Before I get into this, there are two things you should know about my eating out habits:
- I prefer my food to be authentic
- If I can easily make it at home, then I don’t order it when I am out
Yes, there are exceptions to these rules. I live in the grey.
Let’s break these down.
I’ll work my way backwards starting with number two.
I have not really dabbled in the falafel making business. Well, once I had this giant zucchini and I made a spin-off of a falafel. But that’s another story for a different day. My exception to this rule goes along with the craving concept. Sometimes we just need comfort food. Whether it is a grilled cheese or pasta.
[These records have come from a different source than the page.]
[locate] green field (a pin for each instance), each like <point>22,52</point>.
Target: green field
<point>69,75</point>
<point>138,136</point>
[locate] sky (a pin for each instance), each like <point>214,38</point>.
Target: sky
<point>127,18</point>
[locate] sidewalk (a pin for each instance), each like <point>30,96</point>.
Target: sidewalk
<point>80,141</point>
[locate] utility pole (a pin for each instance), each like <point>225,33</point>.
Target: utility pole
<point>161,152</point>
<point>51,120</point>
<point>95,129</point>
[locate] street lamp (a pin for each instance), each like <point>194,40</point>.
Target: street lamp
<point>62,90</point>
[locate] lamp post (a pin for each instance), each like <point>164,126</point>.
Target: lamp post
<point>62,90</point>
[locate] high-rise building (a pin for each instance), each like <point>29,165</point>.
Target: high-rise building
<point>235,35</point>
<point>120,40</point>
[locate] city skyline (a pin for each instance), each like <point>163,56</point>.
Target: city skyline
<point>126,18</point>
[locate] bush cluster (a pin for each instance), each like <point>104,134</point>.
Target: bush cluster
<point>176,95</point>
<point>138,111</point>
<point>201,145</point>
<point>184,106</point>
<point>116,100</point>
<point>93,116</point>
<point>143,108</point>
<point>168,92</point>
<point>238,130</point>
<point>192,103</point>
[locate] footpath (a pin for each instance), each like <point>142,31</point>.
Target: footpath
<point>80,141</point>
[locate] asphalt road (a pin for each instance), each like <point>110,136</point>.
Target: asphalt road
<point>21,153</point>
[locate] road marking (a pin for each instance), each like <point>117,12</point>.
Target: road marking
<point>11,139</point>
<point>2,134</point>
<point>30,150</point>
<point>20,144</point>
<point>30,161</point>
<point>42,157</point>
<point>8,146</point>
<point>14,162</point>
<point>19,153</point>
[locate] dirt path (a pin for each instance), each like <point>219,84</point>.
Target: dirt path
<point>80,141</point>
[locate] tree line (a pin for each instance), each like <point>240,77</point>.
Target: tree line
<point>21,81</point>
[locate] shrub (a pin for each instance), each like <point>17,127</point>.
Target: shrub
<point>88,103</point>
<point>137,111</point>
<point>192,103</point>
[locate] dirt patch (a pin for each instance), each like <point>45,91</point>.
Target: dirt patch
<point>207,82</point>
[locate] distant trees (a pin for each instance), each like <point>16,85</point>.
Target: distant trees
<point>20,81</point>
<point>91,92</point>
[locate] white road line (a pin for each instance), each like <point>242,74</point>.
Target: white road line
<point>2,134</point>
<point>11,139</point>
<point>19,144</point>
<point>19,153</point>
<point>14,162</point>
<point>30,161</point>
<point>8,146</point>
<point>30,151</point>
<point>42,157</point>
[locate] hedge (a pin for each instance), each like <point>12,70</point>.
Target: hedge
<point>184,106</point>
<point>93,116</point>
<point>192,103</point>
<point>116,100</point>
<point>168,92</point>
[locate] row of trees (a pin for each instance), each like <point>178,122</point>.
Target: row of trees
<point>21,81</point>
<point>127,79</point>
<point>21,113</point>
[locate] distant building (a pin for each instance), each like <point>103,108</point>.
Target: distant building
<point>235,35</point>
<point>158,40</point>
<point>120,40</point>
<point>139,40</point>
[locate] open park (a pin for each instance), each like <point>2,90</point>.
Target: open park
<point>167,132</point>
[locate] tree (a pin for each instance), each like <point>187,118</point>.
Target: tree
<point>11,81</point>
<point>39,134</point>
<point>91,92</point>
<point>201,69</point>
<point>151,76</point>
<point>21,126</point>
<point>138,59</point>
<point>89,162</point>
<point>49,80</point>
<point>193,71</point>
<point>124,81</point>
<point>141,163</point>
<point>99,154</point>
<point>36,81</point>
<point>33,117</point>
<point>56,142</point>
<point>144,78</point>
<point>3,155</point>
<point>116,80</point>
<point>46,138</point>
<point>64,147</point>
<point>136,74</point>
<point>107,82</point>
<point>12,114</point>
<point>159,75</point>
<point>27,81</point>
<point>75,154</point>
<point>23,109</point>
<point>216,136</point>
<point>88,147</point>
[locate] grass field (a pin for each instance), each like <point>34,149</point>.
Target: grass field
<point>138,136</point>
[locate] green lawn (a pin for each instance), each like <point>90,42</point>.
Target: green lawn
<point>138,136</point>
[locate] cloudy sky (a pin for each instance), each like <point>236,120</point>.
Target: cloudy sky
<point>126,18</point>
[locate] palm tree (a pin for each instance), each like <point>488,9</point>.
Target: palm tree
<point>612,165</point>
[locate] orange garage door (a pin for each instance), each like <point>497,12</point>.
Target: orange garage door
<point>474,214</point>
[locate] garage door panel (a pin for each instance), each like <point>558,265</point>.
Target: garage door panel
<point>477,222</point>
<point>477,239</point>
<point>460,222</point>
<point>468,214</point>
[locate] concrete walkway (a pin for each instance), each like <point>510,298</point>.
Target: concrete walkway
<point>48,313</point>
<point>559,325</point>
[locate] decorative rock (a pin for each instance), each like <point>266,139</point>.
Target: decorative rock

Soothing the soul is the utmost priority.
Now, on to number one.
Authentic meaning as close to its original source as possible. Would you order a cheeseburger from a Mexican restaurant? I hope not. You go to a Mexican restaurant for Mexican food. Simple right? I also am a big proponent of supporting cravings, therefore if you went with the intention of a burrito, but when you saw the word cheeseburger it made you salivate, then go for it.
I’ve had this dilemma multiple times before. For example, I went to Cafe Gratitude and their Indian dish was staring at me. I somehow resisted with the logical reasoning that I would have to eat again and could easily obtain some authentic Indian food to prevent disappointment.
Why I am I telling you all of this?
Because of my number one rule I was holding back from going to Gjusta again for their falafel. Yes, I had it once before but I was hangry so my judgment was clouded.
Conveniently enough dineLA put out “The Best Falafel in L.A.” and Gjusta was on there. The seed was planted and I happened to be heading to Venice on Friday.
Not only, is Gjusta not a traditional Middle Eastern falafel making business, but the falafel is served on a sourdough baguette. No pita. I know, you’re thinking blasphemy like I was.
Gjusta deserves to be on that list. It made me forget all about pita bread. Seriously. Gjusta makes all of their bread in house and it’s divine. But that’s not even the best part. The falafel itself is seasoned to perfection with the just right amount of cilantro. The texture is perfectly crispy with whole garbanzo beans, which you don’t find often. And the most common mistake that can ruin a falafel is dryness. Gjusta did not make this mistake at all.
The tahini with chile adds just the right amount of flavor with fresh cilantro. The spicy factor does not overpower the other essential elements of the falafel creating a beautiful union of goodness.
I think I’m converted. Gjusta may just be my new go to place for my falafel cravings.
What’s your opinion?
Where’s your favorite place to get falafels? Do you have a favorite recipe you make at home?